The pace of technology can really date a book. When I wrote "Pilikia Is My Business," mobile phones were found mainly in cars. By the time it was published, they were found in shirt pockets. My detective used to carry a camera in her car. Now it's on her phone. And pay phones, that staple of detective stories, are nearly all gone. It's hard to drop a dime on somebody anymore.

Robin Minnick said...

I tend to agree with Moira, tho' sometimes it's not important what time the book occurs in. I did have to go back and update a manuscript that's languished too long. Major world events like 9/11 tend to have an impact.
But another peeve I have, is if they get it wrong! I read one book that had me scratching my head as 2 design 'experts' were trying to put shag rugs and lava lamps in the 1950's. I certainly don't remember them until at least the '60s.

F. M. Meredith, author said...

I think it's nearly impossible to keep up with. My Rocky Bluff PD series seems to be in a quieter time period though they do use cell phones. Police still do use cameras, just better ones than they did in the older days. I try not to get too technical. It helps that the town and the police department are fictional.

In my Deputy Tempe Crabtree series I deliberately changed the name of the town even though it is based on the one I live in because the businesses change way too often.

Marilyn
http://fcitionforyou.com

conarnold said...

I'm old enough that I can enjoy references in books to things that I remember (since technology advances so quickly, it might not be long ago!) or places I've been.

L. Diane Wolfe said...

As fast as technology is changing, it's really tough not to reference something that might soon be outdated. I wanted my YA series to have a window of at least ten years when it could've occurred, and that was difficult. I ended up being very general in some of my references...

L. Diane Wolfe
www.circleoffriendsbooks.blogspot.com
www.spunkonastick.net
www.thecircleoffriends.net

Marvin D. Wilson said...

This is a good idea/subject for a post and you made some good points. Also the commenters about the fast changing technology. I guess if you're going for a quick hit short-lived profit-making book and you're already an established writer with a pub house that will get it out & push it right away, "fad words" and techie details will work - but they do tend to bar the book from attaining the level of a lasting classic.

Jenny Beans said...

Great tips, Morgan. It's hard to refrain from using some of the buzzy terms and phrases that are popular. It's also fun to do that if you're purposely trying to date the work. I have one set in the mid-1980s that is a lot of fun to work with. Having my teenage characters using phrases like, "Gross me out!" is definitely fun.

Jenny Bean
http://theinnerbean.blogspot.com/
http://www.emuse-zine.com

Dana Fredsti said...

I'm very much in the same way of thinking as Moira. It's impossible to stay entirely up to date on slang and such and I think most readers get that.

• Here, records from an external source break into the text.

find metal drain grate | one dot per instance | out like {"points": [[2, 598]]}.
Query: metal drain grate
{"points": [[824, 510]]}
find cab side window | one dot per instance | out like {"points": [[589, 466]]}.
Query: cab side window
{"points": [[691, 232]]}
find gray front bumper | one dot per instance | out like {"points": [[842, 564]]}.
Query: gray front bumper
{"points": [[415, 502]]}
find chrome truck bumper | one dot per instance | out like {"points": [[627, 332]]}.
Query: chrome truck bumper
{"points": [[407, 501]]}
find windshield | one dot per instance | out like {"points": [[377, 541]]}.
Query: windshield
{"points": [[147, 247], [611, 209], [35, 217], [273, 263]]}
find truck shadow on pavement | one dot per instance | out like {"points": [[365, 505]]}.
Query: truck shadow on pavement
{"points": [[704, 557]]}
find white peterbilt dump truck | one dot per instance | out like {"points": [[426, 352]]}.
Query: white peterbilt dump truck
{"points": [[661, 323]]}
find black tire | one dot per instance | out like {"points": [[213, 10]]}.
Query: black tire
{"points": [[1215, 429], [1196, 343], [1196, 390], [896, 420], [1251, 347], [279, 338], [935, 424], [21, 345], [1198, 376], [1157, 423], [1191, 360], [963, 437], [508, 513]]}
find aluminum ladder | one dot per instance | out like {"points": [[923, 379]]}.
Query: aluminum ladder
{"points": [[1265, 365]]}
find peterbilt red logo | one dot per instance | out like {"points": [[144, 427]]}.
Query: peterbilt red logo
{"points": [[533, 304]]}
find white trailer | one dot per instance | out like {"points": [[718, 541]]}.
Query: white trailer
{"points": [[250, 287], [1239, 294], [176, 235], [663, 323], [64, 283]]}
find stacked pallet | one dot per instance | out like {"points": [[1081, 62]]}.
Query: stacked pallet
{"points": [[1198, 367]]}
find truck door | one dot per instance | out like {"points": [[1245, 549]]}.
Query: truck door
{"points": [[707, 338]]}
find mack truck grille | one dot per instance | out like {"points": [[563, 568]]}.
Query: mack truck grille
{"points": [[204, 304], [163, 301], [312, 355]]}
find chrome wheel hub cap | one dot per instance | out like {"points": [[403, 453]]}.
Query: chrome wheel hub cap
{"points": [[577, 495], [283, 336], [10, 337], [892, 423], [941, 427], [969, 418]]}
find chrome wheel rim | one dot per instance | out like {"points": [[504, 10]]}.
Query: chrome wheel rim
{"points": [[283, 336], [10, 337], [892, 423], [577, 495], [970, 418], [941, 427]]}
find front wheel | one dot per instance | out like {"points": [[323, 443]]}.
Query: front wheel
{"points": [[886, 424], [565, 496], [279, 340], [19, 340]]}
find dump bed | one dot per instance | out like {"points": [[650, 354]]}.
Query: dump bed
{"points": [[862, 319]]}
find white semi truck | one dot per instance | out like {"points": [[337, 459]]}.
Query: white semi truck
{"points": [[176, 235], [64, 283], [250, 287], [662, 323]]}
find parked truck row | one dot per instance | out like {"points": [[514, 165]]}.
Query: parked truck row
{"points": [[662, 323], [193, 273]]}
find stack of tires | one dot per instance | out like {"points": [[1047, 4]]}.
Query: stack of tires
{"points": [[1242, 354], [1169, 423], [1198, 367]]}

Patricia Harrington said...

Fun reading and good commentaries. I'm a believer in the triad: character, plot and setting for mysteries. Therefore, I give an author wiggle room when it comes to the customs, names and such of a period and place. To me, they all lend to the credibility of the story.

Am doing a Golden Age mystery novel set in the 1930's on the island of Antigua in the Caribbean. I'm not worrying so much about names of streets as capturing the times, whether the sugar factory was in operation or not, etc., for the processing of the sugar cane from the waning plantations.

Cheers,

Pat Harrington

Gayle Carline said...

I think if you root your story in a time frame and try not to make your references so cool they're completely obscure, I can read it and not feel lost in the time warp. What I really want to go away are the comparisons to actors and actresses. Telling me the lead character looks like Brad Pitt is a copout; give me a description worthy of a writer.

Mayra Calvani said...

Hi,

I didn't read through all the comments, so I don't know if I'm repeating myself.

Sometimes even countries change! I had to modify a new novel that was actually written in the 80's because in it I referred to the Soviet Union and Communism... well, things have changed!